Constructed between the Sequoia and Death Valley National Parks (established 1890 and 1933, respectively), China Lake’s plein-air test ranges would famously become a key development facility for the Manhattan Project, housing atmospheric research and final logistics teams working toward the Hiroshima and Nagasaki atomic attacks. In Post War decades, it would develop into a curious combination of experimental space and military urbanism. Supported by decades of project funding, the base would participate in a vast array of aerospace and weapons programs, including NACA (later NASA) research, Sidewinder, Tomahawk and Hellfire missile systems, radar, jamming controls, unmanned aircraft and urban targeting simulations. China Lake would provide testing grounds for long term projects with military industry giants Raytheon, United Technologies, L-3 Communications, Northrop Grumman, Lockheed Martin and General Dynamics, among many others.
In the context of this investigation, however, the development of individual weapons systems is secondary to the base’s long-term managerial practice, designed by Vannevar Bush, electrical engineer, military administrator and initiator of the Manhattan Project. His “Principles of Operation” for China Lake would attempt to integrate military administration and resource with civilian-run research; the spatial order resulting from this experimental and logistical practice would subdivide the base, which now controls airspace over an area four times the size of Los Angeles County.
In this exemplary setting, the products of research are “proven” at the base but would also depend on field refinements during the Cold War, and afterward, throughout the country’s various global armed conflicts. Compared to other wartime scientific efforts such as the reverse engineering of Germany’s Enigma machine, much research and development at China Lake may be understood as propositional programs that are initiated at the base but which are completed in distant and future conflicts.
Indeed, at China Lake weapons development was both institutionalized and urbanized; decades of research programs were staffed by residents of a military-designed town for civilians. Because drawing researchers to the remote desert site proved a challenge, base planners attempted to compensate for the isolated and punishing environment by constructing amenities for families that would accompany civilian workers. The resulting town would gather the country’s highest density of citizens with doctoral degrees. At present, civilians continue to comprise ninety percent of China Lake’s workforce.
The transient nature of fixed-duration military research projects resulted in a periodic cycling of military personnel, producing a curious archival side effect: with researchers and military contractors departing after completing programs, maintaining an institutional record of base life proved difficult. Interestingly, however, the occasional researcher and family would remain in Ridgecrest, opting for a life of air-conditioned domesticity in the California desert.
The base’s secure town was evacuated and mostly razed in 1999, resulting in a novel security problem: the boundary between military China Lake and civilian Ridgecrest, a border between federal land and civilian property, would be exposed to heavy traffic as part of the base’s daily life.

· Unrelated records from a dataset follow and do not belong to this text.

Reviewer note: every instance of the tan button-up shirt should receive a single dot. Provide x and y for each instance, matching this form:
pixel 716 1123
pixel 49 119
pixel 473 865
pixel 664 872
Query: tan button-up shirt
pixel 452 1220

The checkpoints that continue to modulate this border crossing are part of a larger narrative of conflict, one that involves overlapping territories and constituencies: military researcher and civilian scientist, base and city, administrative personnel and maintenance staff, U.S. citizens and the Native American population.
At present, the base still ascribes to a modified version of Bush’s Principles; China Lake’s wartime mission held that the complex civilian and military joining of expertise and spaces would produce deployable assets whose development was inconceivable in military and civilian research arenas alone. After some sixty years in operation, the offspring of this curious marriage has been a collection of architectural test spaces, including model factories for weapons assembly, a network of laboratories, test facilities and aircraft infrastructures, and a patchwork of test beds, dotted with decades-old hangars and assembly facilities. The small buildings that housed the Hiroshima weapon still stand, their decay arrested by a combination of desert heat and their recent designation on the National Register of Historic Places.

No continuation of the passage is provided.